Two dance songs by Neidhart von Reuenthal from the 13th century represent the German court poetry (Minnesänger) on this recording. The Bavarian knight spent most of his life in Styria. At the beginning of his winter song (#10) he describes the desolate, lifeless landscape, in the other work he is conversing with a golden bird as a metaphor of the beloved one (#11). Both poems are followed by Styrian dance music. His contemporary, Martím Codax is a simple minstrel writing in gallego language. In his first song the girl is asking the sea if it has seen her lover, in the second one the boy is enchanted by the sight of a girl dancing in front of the church in Vigo (#16). This style doesn't originate in the troubadour poetry but rather in their common source, the springtime love songs. The famous Provençal example for this genre (#1) is about making fun of deceived husbands at the spring festivities, the "April queen election".

The instrumental music of this age raise even more questions, since the rhythmic forms keep the principles of the polyphony, but we can not be sure at all how it was played at a May feast on the countryside. The structural principle of the dance tunes from the few remaining source seems to be almost uniform: longer or shorter opening motives are followed by refrain-like, returning closing parts (estampida structure). This can be observed in the case of 13th century French court music (#4-5, 9b, 12), and of Italian pieces from the beginning of 14th century (#6, 17, 19-20). Il Lamento di Tristano (#8), being woven of slow and dance motifs, shows the laments and the moments of joy of Tristan, who wanders away from his lover — taking as model 'the Shepherd seeking his sheep', well-known in folklore...

Czech dances from the age of King Sigismund (#15) have a slightly different structures. Dutch melodies of the Prague Codex (#13) were originally tenor lines of polyphonic works with fashionable, ornamented top lines in the era of ars nova — but thus "accelerated" they also sound adequate.
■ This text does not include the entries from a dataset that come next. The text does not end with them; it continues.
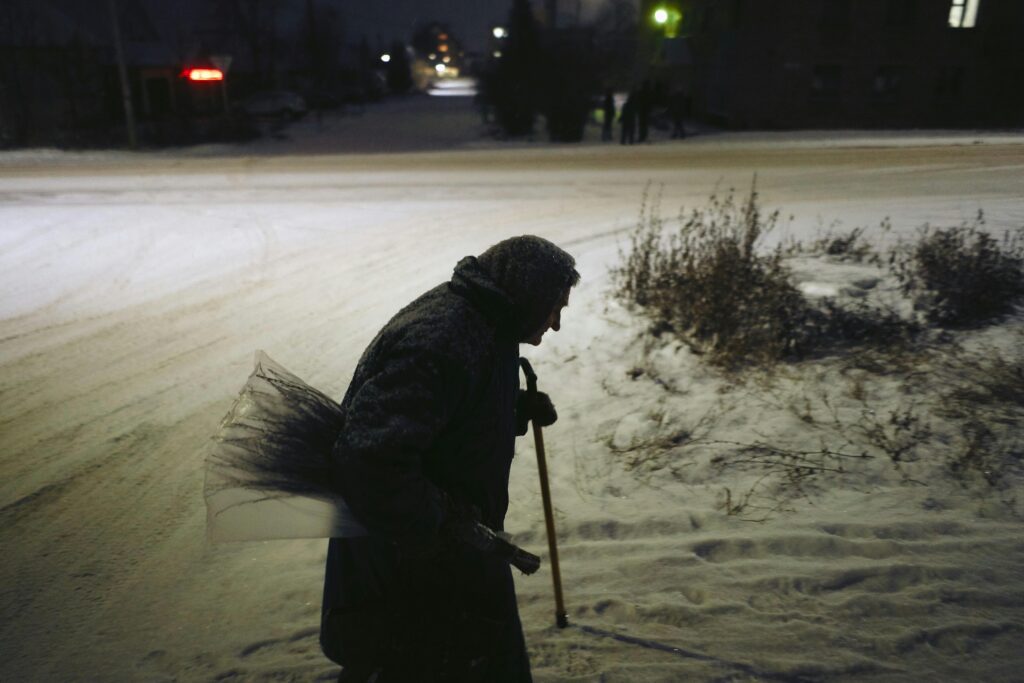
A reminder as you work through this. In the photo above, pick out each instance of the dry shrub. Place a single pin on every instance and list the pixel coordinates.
(707, 283)
(848, 247)
(962, 276)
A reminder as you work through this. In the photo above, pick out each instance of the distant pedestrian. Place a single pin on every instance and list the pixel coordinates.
(678, 111)
(609, 116)
(628, 119)
(644, 103)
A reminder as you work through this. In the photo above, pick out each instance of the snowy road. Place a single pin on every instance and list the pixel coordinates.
(134, 290)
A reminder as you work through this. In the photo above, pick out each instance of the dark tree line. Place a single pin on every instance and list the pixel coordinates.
(557, 74)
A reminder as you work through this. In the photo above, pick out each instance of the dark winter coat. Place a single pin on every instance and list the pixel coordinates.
(431, 409)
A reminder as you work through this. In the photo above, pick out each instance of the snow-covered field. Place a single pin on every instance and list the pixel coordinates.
(135, 289)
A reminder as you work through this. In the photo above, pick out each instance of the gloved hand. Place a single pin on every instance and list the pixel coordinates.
(536, 407)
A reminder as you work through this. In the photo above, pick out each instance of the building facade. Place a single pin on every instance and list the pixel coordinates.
(829, 63)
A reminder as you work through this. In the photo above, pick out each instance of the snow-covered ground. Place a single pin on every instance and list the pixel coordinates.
(135, 289)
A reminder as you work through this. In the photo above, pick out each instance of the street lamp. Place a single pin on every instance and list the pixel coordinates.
(668, 18)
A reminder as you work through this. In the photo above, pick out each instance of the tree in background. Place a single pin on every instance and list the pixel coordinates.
(399, 75)
(614, 30)
(512, 84)
(571, 85)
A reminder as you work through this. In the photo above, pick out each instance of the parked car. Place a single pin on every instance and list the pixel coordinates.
(275, 104)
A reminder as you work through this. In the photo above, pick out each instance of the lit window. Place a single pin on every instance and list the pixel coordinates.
(963, 13)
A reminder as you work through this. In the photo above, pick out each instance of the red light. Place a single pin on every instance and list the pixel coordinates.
(204, 74)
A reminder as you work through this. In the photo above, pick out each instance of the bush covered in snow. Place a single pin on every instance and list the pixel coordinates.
(707, 282)
(962, 276)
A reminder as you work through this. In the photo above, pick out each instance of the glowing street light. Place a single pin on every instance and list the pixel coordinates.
(204, 74)
(668, 18)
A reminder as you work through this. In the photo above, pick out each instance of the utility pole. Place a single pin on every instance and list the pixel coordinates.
(123, 70)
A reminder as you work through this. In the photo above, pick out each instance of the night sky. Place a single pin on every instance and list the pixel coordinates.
(470, 20)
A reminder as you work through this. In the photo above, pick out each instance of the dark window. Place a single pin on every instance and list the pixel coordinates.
(738, 9)
(949, 84)
(836, 14)
(887, 83)
(826, 81)
(901, 13)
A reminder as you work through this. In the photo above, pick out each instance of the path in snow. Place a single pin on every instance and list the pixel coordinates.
(136, 288)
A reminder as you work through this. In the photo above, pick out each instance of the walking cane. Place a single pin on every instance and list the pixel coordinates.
(542, 468)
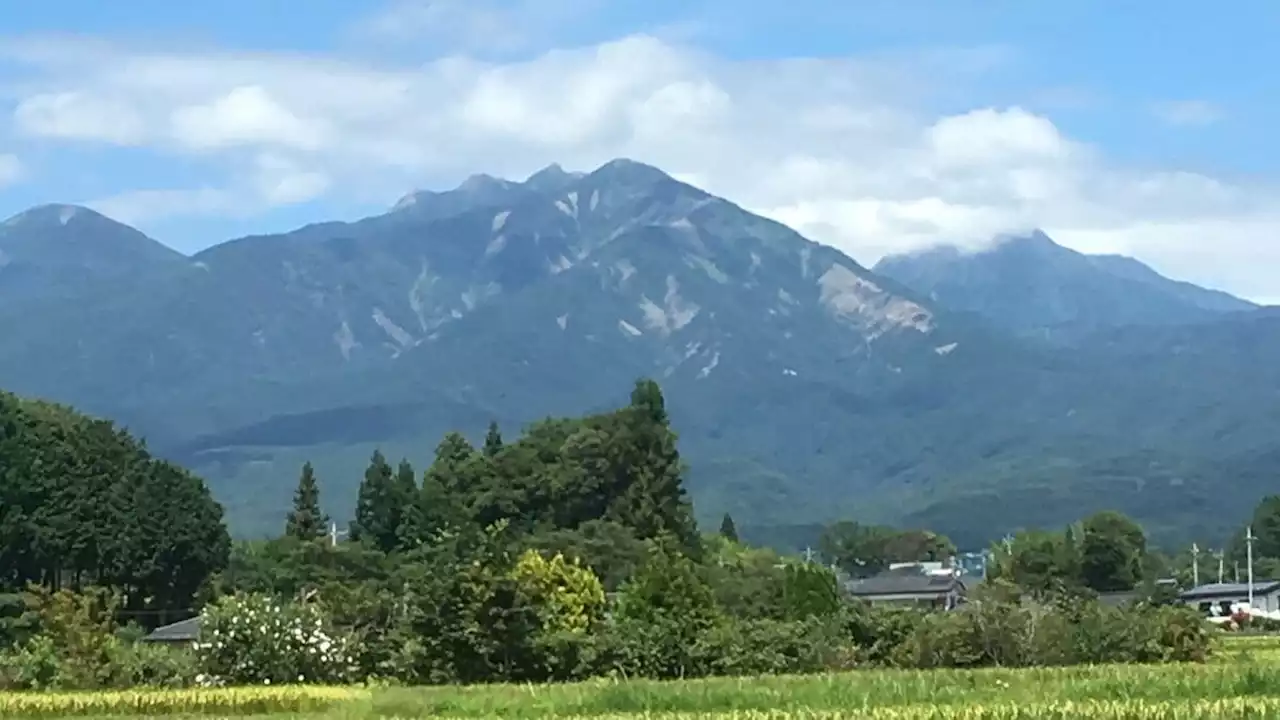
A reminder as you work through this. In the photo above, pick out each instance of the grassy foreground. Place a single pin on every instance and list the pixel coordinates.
(1243, 682)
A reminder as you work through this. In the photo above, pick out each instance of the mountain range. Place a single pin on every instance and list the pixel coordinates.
(969, 392)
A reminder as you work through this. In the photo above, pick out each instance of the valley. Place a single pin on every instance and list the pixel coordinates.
(972, 393)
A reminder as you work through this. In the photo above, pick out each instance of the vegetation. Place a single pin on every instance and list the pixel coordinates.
(1239, 686)
(570, 555)
(82, 504)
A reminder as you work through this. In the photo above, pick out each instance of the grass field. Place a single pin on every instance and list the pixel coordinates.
(1242, 682)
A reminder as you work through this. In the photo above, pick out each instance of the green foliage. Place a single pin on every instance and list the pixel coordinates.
(257, 639)
(568, 597)
(728, 531)
(1105, 552)
(991, 632)
(306, 520)
(865, 550)
(662, 619)
(809, 591)
(83, 504)
(74, 646)
(1111, 552)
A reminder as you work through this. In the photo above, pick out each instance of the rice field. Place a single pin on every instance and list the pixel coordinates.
(1242, 682)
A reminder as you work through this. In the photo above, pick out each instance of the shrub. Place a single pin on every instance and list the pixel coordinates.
(775, 647)
(256, 639)
(1068, 632)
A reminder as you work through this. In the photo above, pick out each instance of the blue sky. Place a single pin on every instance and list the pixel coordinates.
(874, 126)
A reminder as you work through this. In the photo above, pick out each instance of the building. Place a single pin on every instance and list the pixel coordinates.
(941, 588)
(178, 633)
(1217, 598)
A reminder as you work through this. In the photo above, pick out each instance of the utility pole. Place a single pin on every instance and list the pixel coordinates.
(1248, 550)
(334, 533)
(1194, 565)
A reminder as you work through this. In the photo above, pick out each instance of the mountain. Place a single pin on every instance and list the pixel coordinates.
(804, 386)
(56, 250)
(1034, 287)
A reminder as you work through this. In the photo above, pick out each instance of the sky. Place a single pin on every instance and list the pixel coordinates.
(872, 126)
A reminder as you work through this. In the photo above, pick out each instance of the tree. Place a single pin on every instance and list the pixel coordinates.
(663, 616)
(492, 441)
(306, 520)
(1112, 548)
(867, 550)
(85, 504)
(407, 515)
(376, 513)
(648, 472)
(727, 529)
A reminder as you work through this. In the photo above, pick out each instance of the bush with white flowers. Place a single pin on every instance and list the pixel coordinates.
(257, 639)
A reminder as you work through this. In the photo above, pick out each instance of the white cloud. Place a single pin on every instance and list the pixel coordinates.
(142, 205)
(1188, 113)
(10, 169)
(846, 150)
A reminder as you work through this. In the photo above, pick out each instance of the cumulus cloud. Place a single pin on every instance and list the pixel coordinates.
(848, 150)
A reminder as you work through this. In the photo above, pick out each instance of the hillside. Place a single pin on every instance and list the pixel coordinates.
(1037, 288)
(804, 386)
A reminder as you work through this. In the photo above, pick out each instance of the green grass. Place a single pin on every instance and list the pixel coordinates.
(1243, 680)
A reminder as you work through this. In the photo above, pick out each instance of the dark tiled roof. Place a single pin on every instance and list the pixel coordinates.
(905, 583)
(178, 632)
(1230, 589)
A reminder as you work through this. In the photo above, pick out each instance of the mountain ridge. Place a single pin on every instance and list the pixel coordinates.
(805, 386)
(1037, 288)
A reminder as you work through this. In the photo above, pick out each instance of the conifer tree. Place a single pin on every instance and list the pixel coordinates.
(407, 522)
(376, 514)
(728, 531)
(306, 520)
(492, 441)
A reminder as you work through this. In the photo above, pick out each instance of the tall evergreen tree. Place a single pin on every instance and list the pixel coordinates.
(376, 514)
(408, 524)
(653, 499)
(306, 520)
(492, 440)
(727, 529)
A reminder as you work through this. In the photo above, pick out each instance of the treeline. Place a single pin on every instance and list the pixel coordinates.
(83, 504)
(567, 552)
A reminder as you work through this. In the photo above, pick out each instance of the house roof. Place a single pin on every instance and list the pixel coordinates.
(905, 583)
(1230, 589)
(183, 630)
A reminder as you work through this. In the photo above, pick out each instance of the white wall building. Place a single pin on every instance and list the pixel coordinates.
(1217, 598)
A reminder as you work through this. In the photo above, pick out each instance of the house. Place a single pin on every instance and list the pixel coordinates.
(941, 588)
(1217, 598)
(184, 632)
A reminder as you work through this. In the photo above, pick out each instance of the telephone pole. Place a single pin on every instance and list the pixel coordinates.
(1248, 559)
(1194, 565)
(334, 533)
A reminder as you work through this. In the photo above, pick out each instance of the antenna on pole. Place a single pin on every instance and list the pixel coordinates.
(334, 533)
(1194, 565)
(1248, 550)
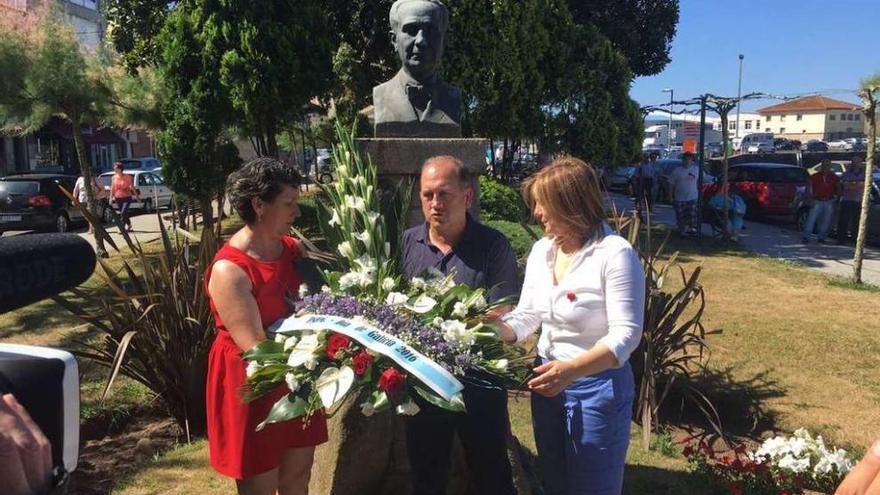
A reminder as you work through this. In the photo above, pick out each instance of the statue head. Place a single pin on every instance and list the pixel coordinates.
(418, 31)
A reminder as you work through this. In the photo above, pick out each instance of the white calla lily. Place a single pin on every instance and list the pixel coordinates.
(333, 384)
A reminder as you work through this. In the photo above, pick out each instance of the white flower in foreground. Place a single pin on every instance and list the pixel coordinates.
(292, 382)
(333, 384)
(396, 299)
(459, 310)
(500, 364)
(345, 249)
(355, 203)
(456, 332)
(335, 220)
(252, 368)
(408, 408)
(364, 237)
(290, 343)
(422, 305)
(418, 283)
(480, 302)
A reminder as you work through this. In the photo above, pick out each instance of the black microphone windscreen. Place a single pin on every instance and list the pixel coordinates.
(34, 267)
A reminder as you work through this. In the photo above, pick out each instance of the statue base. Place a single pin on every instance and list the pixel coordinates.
(368, 456)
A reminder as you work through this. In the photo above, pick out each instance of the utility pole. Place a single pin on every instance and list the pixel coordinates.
(738, 93)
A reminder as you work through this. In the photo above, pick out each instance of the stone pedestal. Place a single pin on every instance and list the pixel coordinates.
(399, 159)
(368, 456)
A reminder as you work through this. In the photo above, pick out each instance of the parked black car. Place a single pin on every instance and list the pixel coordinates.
(35, 202)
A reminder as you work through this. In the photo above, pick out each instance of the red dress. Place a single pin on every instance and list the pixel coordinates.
(237, 449)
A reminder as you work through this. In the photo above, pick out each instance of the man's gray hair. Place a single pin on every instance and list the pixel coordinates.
(464, 175)
(395, 21)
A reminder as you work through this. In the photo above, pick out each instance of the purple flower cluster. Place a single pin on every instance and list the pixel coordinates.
(426, 340)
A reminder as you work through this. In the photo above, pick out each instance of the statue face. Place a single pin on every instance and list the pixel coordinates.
(418, 39)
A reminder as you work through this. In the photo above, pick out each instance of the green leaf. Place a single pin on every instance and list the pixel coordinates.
(455, 405)
(285, 409)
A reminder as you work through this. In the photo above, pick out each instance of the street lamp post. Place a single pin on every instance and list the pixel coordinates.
(738, 93)
(669, 129)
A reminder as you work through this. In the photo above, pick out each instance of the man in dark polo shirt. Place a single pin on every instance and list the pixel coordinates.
(451, 240)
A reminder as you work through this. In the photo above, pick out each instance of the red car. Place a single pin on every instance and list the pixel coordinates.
(775, 189)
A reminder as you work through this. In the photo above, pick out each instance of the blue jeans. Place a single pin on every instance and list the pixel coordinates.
(582, 434)
(822, 211)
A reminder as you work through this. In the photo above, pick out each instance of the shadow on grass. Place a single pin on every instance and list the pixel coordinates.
(740, 404)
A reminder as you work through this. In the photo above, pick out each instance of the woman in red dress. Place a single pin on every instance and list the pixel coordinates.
(251, 283)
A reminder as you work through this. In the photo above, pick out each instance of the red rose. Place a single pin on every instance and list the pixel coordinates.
(361, 362)
(336, 343)
(735, 488)
(391, 381)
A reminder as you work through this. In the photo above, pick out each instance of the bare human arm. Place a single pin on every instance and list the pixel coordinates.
(230, 289)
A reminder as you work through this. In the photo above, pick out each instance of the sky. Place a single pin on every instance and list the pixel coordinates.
(791, 47)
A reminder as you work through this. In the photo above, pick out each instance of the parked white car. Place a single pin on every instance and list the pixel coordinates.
(761, 147)
(153, 193)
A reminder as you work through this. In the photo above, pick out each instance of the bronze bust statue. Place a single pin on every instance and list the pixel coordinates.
(416, 102)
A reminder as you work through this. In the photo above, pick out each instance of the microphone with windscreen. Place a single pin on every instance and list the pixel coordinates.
(34, 267)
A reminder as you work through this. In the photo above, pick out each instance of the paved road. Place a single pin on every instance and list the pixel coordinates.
(779, 240)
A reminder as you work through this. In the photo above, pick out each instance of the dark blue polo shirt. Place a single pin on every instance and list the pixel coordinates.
(482, 258)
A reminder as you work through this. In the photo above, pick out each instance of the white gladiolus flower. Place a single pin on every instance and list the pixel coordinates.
(456, 332)
(364, 237)
(422, 305)
(480, 302)
(345, 249)
(292, 382)
(335, 220)
(290, 343)
(252, 368)
(500, 364)
(396, 299)
(459, 310)
(408, 408)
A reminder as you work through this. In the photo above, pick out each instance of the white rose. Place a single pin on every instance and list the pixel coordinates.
(345, 249)
(335, 220)
(292, 382)
(290, 343)
(252, 368)
(408, 408)
(459, 310)
(396, 299)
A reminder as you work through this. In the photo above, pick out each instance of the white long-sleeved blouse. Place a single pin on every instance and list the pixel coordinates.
(600, 300)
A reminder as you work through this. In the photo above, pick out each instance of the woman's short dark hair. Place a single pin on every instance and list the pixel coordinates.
(262, 178)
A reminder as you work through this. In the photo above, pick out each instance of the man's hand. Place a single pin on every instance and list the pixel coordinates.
(864, 479)
(25, 453)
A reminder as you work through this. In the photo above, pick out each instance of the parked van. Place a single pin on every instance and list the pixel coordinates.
(760, 140)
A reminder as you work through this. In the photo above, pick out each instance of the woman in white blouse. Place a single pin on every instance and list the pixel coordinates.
(585, 289)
Our selection has two aims: on one hand we would like to give these works public in Hungary, most of which were until now only recorded by performers abroad. On the other hand the audience of Western countries can also find our experiments interesting: in performing the medieval works we exploited the means, instruments, the use of melody and text of Eastern European folk music (#2, 5, 18, 20). So not only we play these pieces, but they 'play us', 21th century, Eastern European people.